When Swarthmore, like most institutions, was first “dinged” by our accrediting agency for not doing enough formal assessment (2004), the initial response was understandable indignation.  Self-reflection and evaluation is what we do best.  We talk endlessly about what we do, how we do it, and how we could it better – in committees, in hallways, with our students, alumni, and each other.  I have never met anyone here who doesn’t care deeply about serving our students.

But upon gathering ourselves to address this concern, the faculty designated an ad hoc committee – comprised entirely of faculty.  This group considered the criticism, looked at what we do and what we might do better, and in 2006 recommended a plan.  This plan was discussed by the entire faculty, modified, and finally approved by the faculty, and stands as our foundational document for academic assessment.  It’s an elegant document.  They took a thoughtful and measured approach, included key elements and ideas that we’ll use and build on for years, and the best part is, the faculty owns it.

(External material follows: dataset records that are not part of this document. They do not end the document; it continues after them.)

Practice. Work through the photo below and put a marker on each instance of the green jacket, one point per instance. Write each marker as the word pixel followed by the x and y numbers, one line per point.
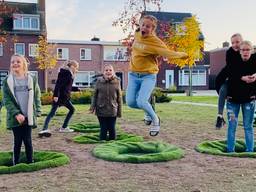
pixel 107 99
pixel 12 107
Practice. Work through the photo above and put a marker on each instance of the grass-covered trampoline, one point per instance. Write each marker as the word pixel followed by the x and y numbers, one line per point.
pixel 42 160
pixel 138 152
pixel 219 147
pixel 86 128
pixel 94 138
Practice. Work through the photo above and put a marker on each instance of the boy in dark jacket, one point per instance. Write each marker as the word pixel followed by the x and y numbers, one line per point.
pixel 241 92
pixel 232 57
pixel 107 102
pixel 61 97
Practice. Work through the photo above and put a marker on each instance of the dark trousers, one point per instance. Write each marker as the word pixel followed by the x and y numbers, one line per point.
pixel 54 108
pixel 107 124
pixel 22 134
pixel 222 98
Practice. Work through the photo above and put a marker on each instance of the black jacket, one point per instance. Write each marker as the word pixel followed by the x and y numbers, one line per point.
pixel 232 58
pixel 63 86
pixel 238 90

We are now at a stage of identifying places where we need to bolster our efforts in assessment.  My position has been modified so that I now report one third time to the Provost’s Office to work with faculty on this process.  It has been my privilege to participate in meetings with chairs in each division this past fall, and at those meetings I am struck again by the autonomy of our faculty, departments, and programs.  As an outsider, it is a little scary.  Though no one here is interested in creating a uniform approach or in any way dictating to departments what they should do for assessment, particular steps ought to be taken for the process to be meaningful, and I wonder how that will happen.  But then I remember what it is that the faculty are fiercely protecting – it’s not about turf, it’s about students and the experiences the department is providing them.   Since assessment is itself about student learning,  I have no doubts that the members of the faculty will make it work.

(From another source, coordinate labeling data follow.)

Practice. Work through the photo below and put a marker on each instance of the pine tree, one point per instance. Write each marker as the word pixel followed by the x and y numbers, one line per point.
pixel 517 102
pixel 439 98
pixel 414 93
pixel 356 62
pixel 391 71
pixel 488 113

The Chronicle’s Recent Take on Data Mining in Higher Ed

Photo by Andrew Coulter Enright

A recent article in The Chronicle of Higher Education titled, “A ‘Moneyball’ Approach to College” (or “Colleges Mine Data to Tailor Students’ Experience”)  presents some ways that data mining is being used in higher ed.  At the risk of sounding like someone overly zealous about enforcing the boundaries around obscure specializations, the article for the most part presents examples of mining instructional practice or the “Learning Analytics/Educational Data Mining” approach which is only a subset of the types of data mining or analytics being done in higher ed.  Examples par excellence of this approach to higher ed data mining can be seen in The International Educational Data Mining Society’s journal and presented at their meetings.

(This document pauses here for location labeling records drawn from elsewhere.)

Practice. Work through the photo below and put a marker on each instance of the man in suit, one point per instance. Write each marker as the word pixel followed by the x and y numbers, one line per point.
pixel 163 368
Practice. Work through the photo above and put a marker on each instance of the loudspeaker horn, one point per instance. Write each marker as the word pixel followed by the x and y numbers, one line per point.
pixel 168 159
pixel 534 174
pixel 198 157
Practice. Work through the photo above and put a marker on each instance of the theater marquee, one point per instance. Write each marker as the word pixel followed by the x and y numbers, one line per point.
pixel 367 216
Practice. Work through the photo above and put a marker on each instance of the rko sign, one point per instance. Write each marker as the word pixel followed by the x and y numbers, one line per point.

Instead of building recommendation engines for courses or analyzing blackboard “clickstreams,” many institutional researchers have been engaged in data mining to deal with some of the perennial questions like yield, enrollment, retention, and graduation – for quite some time.  For example, the professional journal New Directions for Institutional Research  published an entire issue in November 2006 dedicated to data mining in enrollment management.  One of the studies, conducted by Serge Herzog of University of Nevada, Reno, “Estimating Student Retention and Degree-Completion Time” found that data mining techniques such as decision trees and neural nets could be used to outperform tradition statistical inference techniques in predicting student success in certain circumstances.

The author of The Chronicle piece writes that “in education, college managers are doing something similar [to Moneyball] to forecast student success—in admissions, advising, teaching, and more”.  This is true, but it has been going on for a long time and in many more ways than just learning analytics and course recommendation systems.  I guess these institutional researchers who have always done data mining were Moneyball before it was cool.  Does that make them hipsters?